The following loop just updates a matrix by adding the previous state of the matrix with the powering of the matrix.

```
p2 <- function(vec, P){
P2 <- P %^% vec[1]
for(i in vec[-1]){
P2 <- P2 + P %^% i
}
P2
}
p2(0:2, P = P)
```

```
## [,1] [,2]
## [1,] 1.01718756 0.01206923
## [2,] 0.01409565 1.01037824
```

This truly gives the same result. Let’s increase the dimension of **P** and the number of powers applied.

```
n <- 10
P <- matrix(runif(n*n, 0.01, 0.02), ncol = n, nrow = n)
mbm <- microbenchmark(
Reduce = p1(seq_len(10000), P = P),
Simple = p2(seq_len(10000), P = P),
times = 10
)
mbm
```

```
## Unit: milliseconds
## expr min lq mean median uq max neval cld
## Reduce 122.9000 124.2832 131.1854 133.8611 135.4301 136.7512 10 b
## Simple 109.7845 111.0879 113.7115 112.0759 113.4696 124.5798 10 a
```

The speed is comparable but slightly faster for the simple `for` loop, naturally the code is (much) better readable and debugging of code would be easier when using a `for` loop.

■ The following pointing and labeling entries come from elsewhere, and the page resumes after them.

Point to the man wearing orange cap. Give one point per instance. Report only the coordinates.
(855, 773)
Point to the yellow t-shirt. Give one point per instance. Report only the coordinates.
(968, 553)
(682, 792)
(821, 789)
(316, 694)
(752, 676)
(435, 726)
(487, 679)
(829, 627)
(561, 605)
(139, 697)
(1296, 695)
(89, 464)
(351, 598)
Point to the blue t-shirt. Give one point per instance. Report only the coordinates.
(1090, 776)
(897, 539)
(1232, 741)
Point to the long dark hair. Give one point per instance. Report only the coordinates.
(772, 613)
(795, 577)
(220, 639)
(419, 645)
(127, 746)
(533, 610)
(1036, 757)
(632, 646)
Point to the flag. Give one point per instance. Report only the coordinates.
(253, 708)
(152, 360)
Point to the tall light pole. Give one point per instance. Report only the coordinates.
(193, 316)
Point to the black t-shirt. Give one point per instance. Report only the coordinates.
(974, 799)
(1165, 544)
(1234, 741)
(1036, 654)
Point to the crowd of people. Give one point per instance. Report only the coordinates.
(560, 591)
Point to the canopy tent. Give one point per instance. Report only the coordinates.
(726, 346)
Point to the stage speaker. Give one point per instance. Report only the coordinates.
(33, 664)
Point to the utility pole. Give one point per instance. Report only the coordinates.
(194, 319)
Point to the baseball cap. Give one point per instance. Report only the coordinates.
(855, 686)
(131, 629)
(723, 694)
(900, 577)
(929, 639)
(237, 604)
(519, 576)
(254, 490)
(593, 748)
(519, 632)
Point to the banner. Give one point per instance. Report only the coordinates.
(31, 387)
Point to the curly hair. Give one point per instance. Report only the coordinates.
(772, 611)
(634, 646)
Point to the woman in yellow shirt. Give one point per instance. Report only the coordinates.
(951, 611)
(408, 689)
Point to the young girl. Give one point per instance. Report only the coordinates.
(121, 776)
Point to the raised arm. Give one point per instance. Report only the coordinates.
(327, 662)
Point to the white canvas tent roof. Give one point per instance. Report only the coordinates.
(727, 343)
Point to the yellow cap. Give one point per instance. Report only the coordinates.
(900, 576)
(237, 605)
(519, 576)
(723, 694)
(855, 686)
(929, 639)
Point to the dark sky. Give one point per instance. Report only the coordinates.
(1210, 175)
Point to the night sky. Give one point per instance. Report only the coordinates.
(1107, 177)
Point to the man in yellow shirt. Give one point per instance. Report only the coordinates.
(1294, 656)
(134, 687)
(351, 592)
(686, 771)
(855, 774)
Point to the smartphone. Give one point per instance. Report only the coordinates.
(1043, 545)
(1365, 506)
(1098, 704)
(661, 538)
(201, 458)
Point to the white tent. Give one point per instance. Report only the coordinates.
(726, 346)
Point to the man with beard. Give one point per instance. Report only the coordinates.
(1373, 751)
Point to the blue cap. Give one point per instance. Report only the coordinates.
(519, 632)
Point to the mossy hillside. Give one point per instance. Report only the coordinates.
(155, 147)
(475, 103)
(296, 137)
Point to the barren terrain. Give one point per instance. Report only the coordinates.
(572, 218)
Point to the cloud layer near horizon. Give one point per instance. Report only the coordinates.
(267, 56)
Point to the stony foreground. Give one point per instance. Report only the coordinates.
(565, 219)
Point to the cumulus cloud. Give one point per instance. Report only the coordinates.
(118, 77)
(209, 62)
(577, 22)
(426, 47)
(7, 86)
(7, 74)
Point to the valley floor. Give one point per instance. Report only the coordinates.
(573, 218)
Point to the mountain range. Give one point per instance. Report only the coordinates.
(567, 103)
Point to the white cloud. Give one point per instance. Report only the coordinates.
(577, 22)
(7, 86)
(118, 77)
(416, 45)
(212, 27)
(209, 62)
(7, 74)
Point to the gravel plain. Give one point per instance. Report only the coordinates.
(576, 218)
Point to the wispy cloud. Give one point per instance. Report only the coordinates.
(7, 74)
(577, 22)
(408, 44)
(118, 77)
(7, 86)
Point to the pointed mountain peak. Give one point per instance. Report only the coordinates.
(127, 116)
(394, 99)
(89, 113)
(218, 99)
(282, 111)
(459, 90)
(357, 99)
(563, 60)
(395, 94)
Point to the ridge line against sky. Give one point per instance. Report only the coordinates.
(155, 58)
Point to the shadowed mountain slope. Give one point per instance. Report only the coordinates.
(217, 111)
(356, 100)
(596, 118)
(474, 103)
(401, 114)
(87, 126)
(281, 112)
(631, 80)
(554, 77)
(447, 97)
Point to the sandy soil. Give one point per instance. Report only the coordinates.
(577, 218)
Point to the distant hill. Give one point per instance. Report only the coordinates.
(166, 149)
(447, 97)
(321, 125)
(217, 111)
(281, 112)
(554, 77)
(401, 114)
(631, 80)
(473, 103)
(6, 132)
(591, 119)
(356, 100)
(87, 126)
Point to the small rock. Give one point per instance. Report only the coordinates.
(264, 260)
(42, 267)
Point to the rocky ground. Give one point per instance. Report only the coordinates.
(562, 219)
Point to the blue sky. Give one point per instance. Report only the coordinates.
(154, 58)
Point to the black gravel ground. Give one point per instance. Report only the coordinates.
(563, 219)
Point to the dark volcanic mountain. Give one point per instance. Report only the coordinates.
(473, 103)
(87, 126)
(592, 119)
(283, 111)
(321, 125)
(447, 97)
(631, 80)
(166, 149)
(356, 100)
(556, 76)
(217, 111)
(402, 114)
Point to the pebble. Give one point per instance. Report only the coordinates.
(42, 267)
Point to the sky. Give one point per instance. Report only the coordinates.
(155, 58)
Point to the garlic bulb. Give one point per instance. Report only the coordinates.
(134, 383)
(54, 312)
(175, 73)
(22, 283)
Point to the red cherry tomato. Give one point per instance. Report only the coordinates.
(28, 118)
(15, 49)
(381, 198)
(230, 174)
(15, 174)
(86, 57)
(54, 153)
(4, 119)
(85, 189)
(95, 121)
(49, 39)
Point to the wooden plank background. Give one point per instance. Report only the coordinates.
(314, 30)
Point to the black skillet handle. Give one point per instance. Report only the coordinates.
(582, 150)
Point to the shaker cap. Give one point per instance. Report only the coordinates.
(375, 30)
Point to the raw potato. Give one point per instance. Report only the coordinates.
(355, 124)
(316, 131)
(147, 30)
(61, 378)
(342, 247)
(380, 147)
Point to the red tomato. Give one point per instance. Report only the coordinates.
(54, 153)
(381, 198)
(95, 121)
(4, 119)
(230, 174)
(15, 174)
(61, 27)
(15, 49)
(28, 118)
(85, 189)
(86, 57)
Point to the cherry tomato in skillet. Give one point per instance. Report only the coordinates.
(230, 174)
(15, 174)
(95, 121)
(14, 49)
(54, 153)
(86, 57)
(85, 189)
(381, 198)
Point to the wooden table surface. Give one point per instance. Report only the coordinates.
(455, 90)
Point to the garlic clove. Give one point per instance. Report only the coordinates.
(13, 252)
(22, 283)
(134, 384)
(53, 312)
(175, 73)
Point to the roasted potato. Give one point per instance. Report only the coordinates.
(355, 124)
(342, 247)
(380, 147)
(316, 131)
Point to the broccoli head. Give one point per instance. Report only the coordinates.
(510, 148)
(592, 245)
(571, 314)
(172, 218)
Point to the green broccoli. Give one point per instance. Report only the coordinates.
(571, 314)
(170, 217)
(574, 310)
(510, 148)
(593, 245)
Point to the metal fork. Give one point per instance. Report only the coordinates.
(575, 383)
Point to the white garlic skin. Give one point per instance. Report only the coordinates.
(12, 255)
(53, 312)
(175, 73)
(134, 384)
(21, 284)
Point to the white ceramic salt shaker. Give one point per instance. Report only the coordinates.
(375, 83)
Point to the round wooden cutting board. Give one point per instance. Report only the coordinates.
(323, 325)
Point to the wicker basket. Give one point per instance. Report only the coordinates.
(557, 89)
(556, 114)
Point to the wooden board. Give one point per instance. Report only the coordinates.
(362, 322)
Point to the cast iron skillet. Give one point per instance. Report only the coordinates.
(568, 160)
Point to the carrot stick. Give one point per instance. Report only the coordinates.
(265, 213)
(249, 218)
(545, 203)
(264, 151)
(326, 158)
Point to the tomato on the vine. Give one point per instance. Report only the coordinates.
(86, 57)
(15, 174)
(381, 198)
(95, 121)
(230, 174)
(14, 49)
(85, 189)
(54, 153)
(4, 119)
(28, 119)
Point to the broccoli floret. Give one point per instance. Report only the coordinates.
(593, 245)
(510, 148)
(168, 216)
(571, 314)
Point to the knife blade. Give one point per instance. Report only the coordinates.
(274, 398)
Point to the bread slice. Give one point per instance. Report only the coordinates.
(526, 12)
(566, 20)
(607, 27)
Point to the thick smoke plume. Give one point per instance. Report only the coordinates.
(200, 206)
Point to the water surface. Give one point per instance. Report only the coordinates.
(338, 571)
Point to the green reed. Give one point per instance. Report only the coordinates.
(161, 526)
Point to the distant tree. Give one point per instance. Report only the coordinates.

Note that additional gain in computational speed can be obtained using C++ within R. This can be done, e.g. using package Rcpp . However, in this case this is not straightforward to apply and either the environment of package `expm`

must be imported within a `Rcpp`

function or a powering of a matrix method must be first implemented in C++.

# Further reading

Package data.table is incredibly efficient in terms of computational speed. Use it whenever dealing with large (rectangular) data sets. Read its vignettes, tutorials and package manual. Note that – not used here – also package dplyr is fast and very user-friendly.